遺伝子合成につながる手順:
遺伝子合成は、いくつかの重要なステップを含む複雑なプロセスです。一般的なワークフローの内訳は次のとおりです。
1。設計とシーケンスの最適化:
* 遺伝子設計: 目的の遺伝子配列は、望ましいタンパク質、機能、またはその他の望ましい特性に基づいて決定されます。
* シーケンス最適化: 遺伝子配列は、選択した宿主生物のコドンの使用、発現レベル、およびタンパク質の安定性に最適化されています。これには、多くの場合、ホストの翻訳機械によって好まれることが知られている特定のコドンを組み込むことが含まれます。
2。オリゴヌクレオチド合成:
* 短いオリゴヌクレオチド: 最適化された遺伝子配列は、オリゴヌクレオチドと呼ばれるより小さな重複する断片に分割されます。これらは通常、長さ40〜60の塩基ペアです。
* 固相合成: オリゴヌクレオチドは、一度に1つのヌクレオチドを使用して、自動化されたシンセサイザーを使用して合成されます。 このプロセスは非常に正確で効率的です。
3。オリゴヌクレオチドのアセンブリ:
* フラグメントアセンブリ: 合成されたオリゴヌクレオチドは、さまざまな方法を使用して、より大きな断片に組み立てられます。
* PCRベースのアセンブリ: プライマーは、オリゴヌクレオチドの重複端までアニールするように設計されています。 PCR増幅は、フラグメントを一緒に結合します。
* ギブソンアセンブリ: この方法では、端が重複してDNAフラグメントをカットして結紮する特別な酵素を使用して、シームレスなアセンブリを達成します。
* ゴールデンゲートアセンブリ: この方法では、タイプII制限酵素を使用して、オリゴヌクレオチドの端に特定のオーバーハングを作成し、方向クローニングを可能にします。
4。遺伝子検証:
* シーケンス: 組み立てられた遺伝子は、精度を確保し、目的の配列が正しく合成されたことを確認するために配列決定されます。
5。クローニングと表現:
* クローニング: 検証された遺伝子は、適切なベクターにクローン化され、それを発現のために宿主生物に導入できます。

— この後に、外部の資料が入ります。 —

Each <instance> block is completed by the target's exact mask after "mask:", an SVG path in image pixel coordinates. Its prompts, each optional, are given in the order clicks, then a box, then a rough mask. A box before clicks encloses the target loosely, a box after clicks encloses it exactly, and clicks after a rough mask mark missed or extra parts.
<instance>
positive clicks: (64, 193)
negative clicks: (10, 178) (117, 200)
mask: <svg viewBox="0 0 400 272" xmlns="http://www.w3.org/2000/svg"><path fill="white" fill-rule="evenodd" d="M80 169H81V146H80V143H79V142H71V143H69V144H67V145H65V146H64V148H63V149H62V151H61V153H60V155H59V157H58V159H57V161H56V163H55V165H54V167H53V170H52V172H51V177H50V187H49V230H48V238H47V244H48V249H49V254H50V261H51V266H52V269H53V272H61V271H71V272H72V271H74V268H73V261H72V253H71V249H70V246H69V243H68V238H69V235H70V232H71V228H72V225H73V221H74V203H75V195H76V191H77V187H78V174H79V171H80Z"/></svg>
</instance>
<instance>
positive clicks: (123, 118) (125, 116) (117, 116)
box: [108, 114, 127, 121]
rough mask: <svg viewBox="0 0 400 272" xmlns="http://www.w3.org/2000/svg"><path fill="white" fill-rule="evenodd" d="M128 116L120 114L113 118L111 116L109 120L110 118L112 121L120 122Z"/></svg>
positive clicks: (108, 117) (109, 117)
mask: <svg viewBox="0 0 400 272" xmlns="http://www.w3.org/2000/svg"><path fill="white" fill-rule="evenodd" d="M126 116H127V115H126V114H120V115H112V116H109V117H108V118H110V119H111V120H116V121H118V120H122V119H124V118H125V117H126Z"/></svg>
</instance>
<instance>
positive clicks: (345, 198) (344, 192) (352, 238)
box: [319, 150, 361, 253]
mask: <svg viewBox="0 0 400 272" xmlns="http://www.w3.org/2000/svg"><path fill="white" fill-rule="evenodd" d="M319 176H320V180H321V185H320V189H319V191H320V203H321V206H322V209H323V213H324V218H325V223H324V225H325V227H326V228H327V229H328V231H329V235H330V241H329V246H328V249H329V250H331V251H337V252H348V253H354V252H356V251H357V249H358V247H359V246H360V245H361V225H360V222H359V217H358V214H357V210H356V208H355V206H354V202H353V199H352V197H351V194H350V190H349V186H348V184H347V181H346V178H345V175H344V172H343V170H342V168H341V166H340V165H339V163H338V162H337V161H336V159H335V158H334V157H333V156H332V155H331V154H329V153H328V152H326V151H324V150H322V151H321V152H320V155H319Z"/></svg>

* 式: クローン化された遺伝子は、宿主生物で発現して、望ましいタンパク質を生成します。
6。タンパク質精製と特性評価:
* タンパク質精製: タンパク質は、アフィニティクロマトグラフィーやイオン交換クロマトグラフィーなどのさまざまな方法を使用して、宿主細胞抽出物から精製されます。

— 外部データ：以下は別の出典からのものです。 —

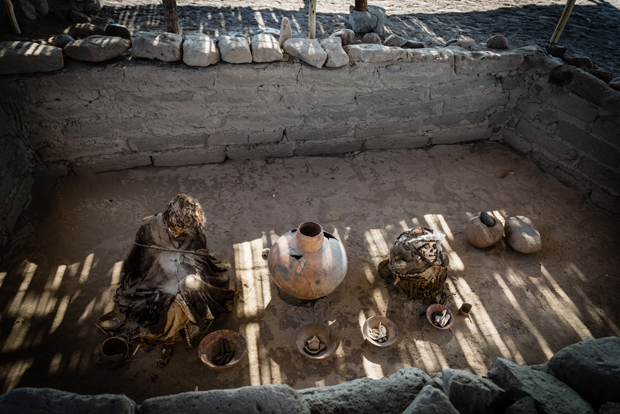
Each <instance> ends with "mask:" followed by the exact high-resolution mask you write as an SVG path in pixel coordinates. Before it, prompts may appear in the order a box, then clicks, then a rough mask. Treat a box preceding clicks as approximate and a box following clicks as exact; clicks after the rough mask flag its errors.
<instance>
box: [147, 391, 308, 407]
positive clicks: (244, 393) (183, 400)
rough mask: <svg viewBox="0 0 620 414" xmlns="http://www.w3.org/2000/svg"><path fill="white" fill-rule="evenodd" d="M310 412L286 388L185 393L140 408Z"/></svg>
mask: <svg viewBox="0 0 620 414" xmlns="http://www.w3.org/2000/svg"><path fill="white" fill-rule="evenodd" d="M202 410H204V412H210V413H222V414H225V413H231V414H232V413H258V412H262V413H272V414H288V413H300V414H304V413H308V414H309V413H310V409H309V408H308V405H307V404H306V402H305V401H304V400H303V398H302V397H301V396H300V395H299V394H298V393H297V392H296V391H295V390H294V389H292V388H291V387H289V386H288V385H261V386H254V387H241V388H236V389H232V390H213V391H203V392H186V393H183V394H176V395H170V396H165V397H155V398H150V399H148V400H145V401H144V402H142V404H141V405H140V414H176V413H190V412H191V413H193V412H202Z"/></svg>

* タンパク質の特性評価: 精製されたタンパク質を分析して、その構造、機能、および特性を確認します。
追加メモ:
* 自動化とハイスループット: 最新の遺伝子合成技術は高度に自動化されており、同時に数百または数千の遺伝子を合成することができます。

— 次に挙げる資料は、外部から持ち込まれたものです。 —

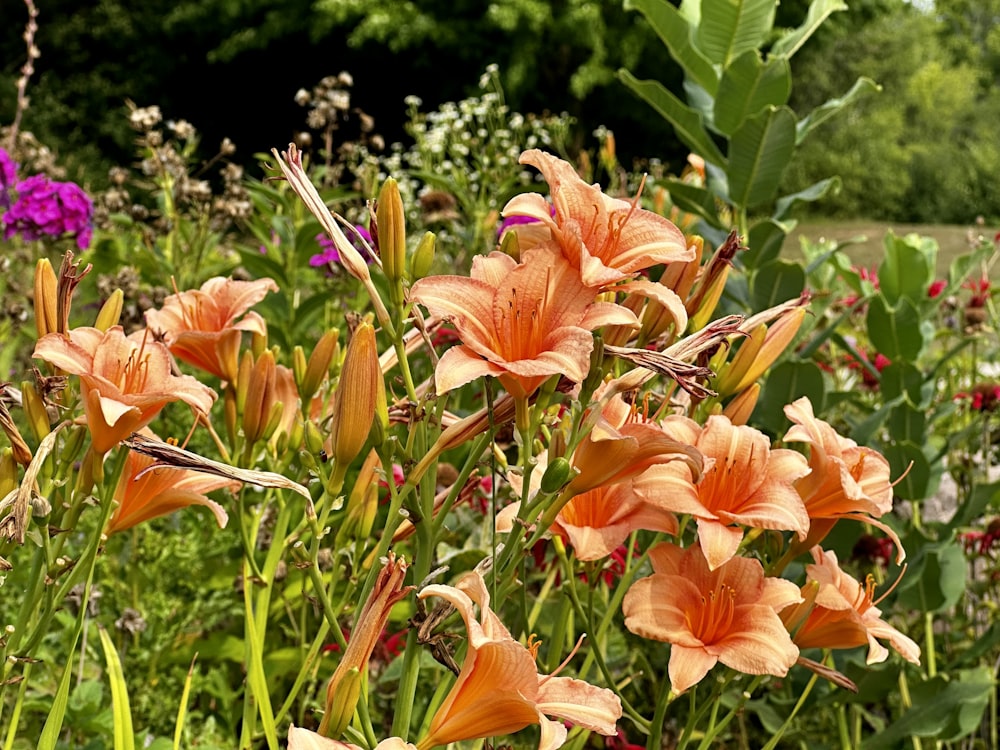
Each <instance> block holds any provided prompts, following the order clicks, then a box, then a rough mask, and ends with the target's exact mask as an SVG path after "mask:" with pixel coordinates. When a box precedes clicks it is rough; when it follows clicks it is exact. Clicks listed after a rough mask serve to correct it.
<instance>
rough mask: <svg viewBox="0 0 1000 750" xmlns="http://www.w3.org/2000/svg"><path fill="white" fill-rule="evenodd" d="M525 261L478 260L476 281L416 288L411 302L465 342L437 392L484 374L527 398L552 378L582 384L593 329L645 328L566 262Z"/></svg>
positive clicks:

* コスト: 近年、遺伝子合成のコストが大幅に減少しており、研究や産業用アプリケーションにとってよりアクセスしやすくなっています。
* アプリケーション: 遺伝子合成には、以下を含む多数のアプリケーションがあります。
* バイオ医薬品開発: 治療タンパク質とワクチンを産生します。
* 農業バイオテクノロジー: 病気耐性作物の開発と作物の収穫量の改善。
* 産業バイオテクノロジー: さまざまな用途向けの酵素およびその他のバイオ触媒を生成します。
* 基礎研究: 遺伝子機能、タンパク質構造、および進化の研究。
これらの手順に従うことにより、研究者と企業は、特定のシーケンスと機能を備えた合成遺伝子を作成し、幅広い分野で進歩を促進できます。